BOARD OF DIRECTORS' REPORT ON EXECUTIVE COMPENSATION
During 1993, the full Board of Directors was responsible for establishing
and administering the policies that govern the compensation of executive
officers, including the Named Officers. Certain members of the Board of
Directors, including the Company's Chief Executive Officer, are officers or
former officers of the Company or its subsidiaries. See "Compensation Committee
Interlocks and Insider Participation." The Board of Directors evaluated the
performance of management and determined compensation policies and levels.
During 1993, the Board of Directors did not retain the services of an
independent compensation consultant to review the Company's executive
compensation policies and levels or those of comparable companies.
Generally, compensation for executive officers has been established and
reviewed by the Board of Directors on an annual basis. The Board of Directors
has made a purely subjective determination of the composition and amount of each
item of executive compensation, which does not bear a specific relationship to
any quantifiable measure of the Company's financial performance. In making such
determination, the Board of Directors has considered, among other things, such
factors as (1) the financial results of the Company during the period since the
last annual review of compensation, (2) the market performance of the Common
Stock, (3) compensation paid to executive officers in prior years, (4)

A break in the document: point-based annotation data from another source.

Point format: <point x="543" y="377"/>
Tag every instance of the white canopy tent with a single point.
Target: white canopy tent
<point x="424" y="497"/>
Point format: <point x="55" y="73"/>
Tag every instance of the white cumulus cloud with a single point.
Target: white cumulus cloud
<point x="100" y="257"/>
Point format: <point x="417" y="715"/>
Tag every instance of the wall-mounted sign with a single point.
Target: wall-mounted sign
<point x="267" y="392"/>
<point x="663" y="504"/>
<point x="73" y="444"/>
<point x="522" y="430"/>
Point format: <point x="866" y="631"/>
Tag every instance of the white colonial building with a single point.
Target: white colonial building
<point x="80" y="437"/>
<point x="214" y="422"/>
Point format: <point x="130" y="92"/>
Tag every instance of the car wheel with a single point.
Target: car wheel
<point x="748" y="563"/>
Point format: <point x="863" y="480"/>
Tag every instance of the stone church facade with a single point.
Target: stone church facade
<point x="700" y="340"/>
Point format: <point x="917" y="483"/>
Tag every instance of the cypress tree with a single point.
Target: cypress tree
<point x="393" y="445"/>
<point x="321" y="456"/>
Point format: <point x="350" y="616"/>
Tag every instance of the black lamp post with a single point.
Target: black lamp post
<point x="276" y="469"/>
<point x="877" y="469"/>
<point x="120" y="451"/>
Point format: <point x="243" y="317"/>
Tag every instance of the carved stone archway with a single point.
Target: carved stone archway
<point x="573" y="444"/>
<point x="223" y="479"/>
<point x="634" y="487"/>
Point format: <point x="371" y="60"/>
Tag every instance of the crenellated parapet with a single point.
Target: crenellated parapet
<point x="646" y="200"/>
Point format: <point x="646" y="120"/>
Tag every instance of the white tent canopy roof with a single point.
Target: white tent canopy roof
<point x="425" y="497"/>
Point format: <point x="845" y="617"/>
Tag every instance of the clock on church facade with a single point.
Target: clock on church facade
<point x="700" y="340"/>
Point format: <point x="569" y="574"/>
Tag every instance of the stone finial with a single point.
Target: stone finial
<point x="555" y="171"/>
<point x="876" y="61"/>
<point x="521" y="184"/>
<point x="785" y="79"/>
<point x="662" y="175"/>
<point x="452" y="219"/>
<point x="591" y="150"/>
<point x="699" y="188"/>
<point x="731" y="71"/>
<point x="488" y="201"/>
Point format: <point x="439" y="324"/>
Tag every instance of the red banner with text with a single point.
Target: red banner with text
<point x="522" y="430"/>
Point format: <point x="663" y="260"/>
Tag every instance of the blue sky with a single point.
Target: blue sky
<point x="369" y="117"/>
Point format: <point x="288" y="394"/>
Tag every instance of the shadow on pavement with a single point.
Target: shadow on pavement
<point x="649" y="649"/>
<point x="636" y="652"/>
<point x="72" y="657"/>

extraordinary achievements attained or extraordinary services rendered by
specific executive officers and (5) compensation of executive officers employed
by the Company's principal competitors which are included in the Dow Jones
Casinos Industry Group (although the Board of Directors has not undertaken a
formal review of competitive compensation). No specific weight has been assigned
to any particular factor.
In 1993, legislation was enacted which added Section 162(m) to the Code.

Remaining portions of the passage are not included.